Key factors in ascertaining misrepresentation in the Chinese securities market

Following the rapid development of the Shanghai / Shenzhen Stock Exchange Market (“SSE / SZSE”) and the ChiNext Market (“ChiNext”) in China over recent years, an increasing number of judgments on the issue of misrepresentation relating to securities (e.g. fraudulent listing, fictitious profit etc.) have been reported. Meanwhile, as of 2016, after the “Provisions of the Supreme People’s Court on the Trial of Cases of Civil Compensation Arising out of False Presentation in Securities Markets” (“Misrepresentation Provisions”) entered into force in 2003, more than 110 cases regarding securities misrepresentations have been filed before competent courts in China, of which more than 40 have resulted in judgments. In 2017, the Xintai Electric fraudulent listing case has blazed the trail for securities misrepresentation claims regarding ChiNext listed companies. In this article, we will illustrate the key factors in disputes arising out of securities misrepresentation claims in the Chinese market.

According to the Misrepresentation Provisions, there are three key issues in respect of securities misrepresentation disputes in China:

  • Whether the misrepresentation in question is material (“Materiality Test”);
  • Whether there is a causal relationship between the misrepresentation and the losses claimed by investors (“Causation Test”); and
  • Whether there is any exemption from liability available for defendants (“Exemption”).

Materiality Test

Article 6 of the Misrepresentation Provisions provides that “Where an investor files a lawsuit for civil compensation arising from misrepresentation in relation to securities, he shall submit the decision or announcement issued by the regulatory authorities…” In practice, this means that an administrative punishment decision issued by the China Securities Regulatory Commission (“CSRC”) should be enclosed in the Statement of Claim filed before the courts.1 Certain courts have held that the CSRC punishment decision may also be regarded as substantive evidence in ascertaining materiality. In other words, the courts would in principle conclude that the misrepresentation at issue is material if the relevant parties have been punished by the CSRC.

Causation Test

In China, it is widely agreed by the academia and held in various precedent cases that in order to prove securities misrepresentation, the claimant must prove both: (i) that it relied upon the defendant’s allegedly fraudulent conduct in purchasing or selling securities (“transaction causation”); and (ii) that defendant’s conduct caused, at least in part, the claimant’s loss (“loss causation”). The “fraud on the market theory” adopted by the legislators entitles claimants to a rebuttable presumption of the existence of transaction causation, even where they were unaware of the misrepresentation at the time of their purchase or sale. Article 18 of the Misrepresentation Provisions clearly sets out the standards for determining transaction causation. However, the criteria for ascertaining loss causation are yet to be further clarified under Chinese law.
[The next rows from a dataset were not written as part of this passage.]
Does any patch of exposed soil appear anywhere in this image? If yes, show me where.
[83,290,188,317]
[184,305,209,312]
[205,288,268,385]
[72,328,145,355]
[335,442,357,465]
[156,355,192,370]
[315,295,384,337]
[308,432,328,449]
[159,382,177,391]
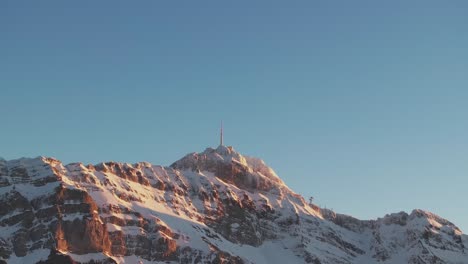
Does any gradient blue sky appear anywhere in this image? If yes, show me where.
[0,1,468,232]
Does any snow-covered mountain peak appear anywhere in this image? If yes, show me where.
[0,152,468,264]
[171,145,287,190]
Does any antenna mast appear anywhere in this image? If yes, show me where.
[219,121,223,146]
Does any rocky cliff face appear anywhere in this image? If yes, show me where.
[0,146,468,264]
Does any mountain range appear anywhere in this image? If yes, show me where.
[0,145,468,264]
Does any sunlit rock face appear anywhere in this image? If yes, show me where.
[0,151,468,264]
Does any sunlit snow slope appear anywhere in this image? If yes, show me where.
[0,146,468,264]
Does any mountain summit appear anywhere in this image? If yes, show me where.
[0,150,468,264]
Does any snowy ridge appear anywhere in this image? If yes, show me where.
[0,146,468,264]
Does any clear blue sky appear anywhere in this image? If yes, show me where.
[0,1,468,232]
Exemption – systemic risks

The defendants will often attempt to reduce their liability, or successfully defend the claim altogether, by relying on the exemption for systemic risks, as provided under Article 19.4 of the Misrepresentation Provisions. However, no specific qualitative analysis of the provisions has been provided under Chinese law. Therefore, the standards and methods adopted in judicial practice in relation to the provision, vary significantly from court to court, resulting in intense debates on how to ascertain the systemic risks of the securities market and determine the deductible amount on the same basis. In the circumstances, the “systemic advance/decline” of the relevant indices of the securities market (such as the composite index and/or the industrial index of the relevant securities market) and the existence of any “systemic events” of the securities market (such as a global/regional financial crisis or a material change of the domestic policy regarding the relevant industry etc.) are usually regarded as key evidence.


Although the past few years have witnessed an increasing number of cases regarding misrepresentation in relation to securities filed before various Chinese Courts, and certain listed companies and financial institutions have been punished or held liable for misrepresentation, it should be noted that the Chinese securities market is still not as mature as that of certain developed countries, and whether a claim against the party committing securities misrepresentation will be successful largely depends on the factual matrix and the discretion of competent Courts in China.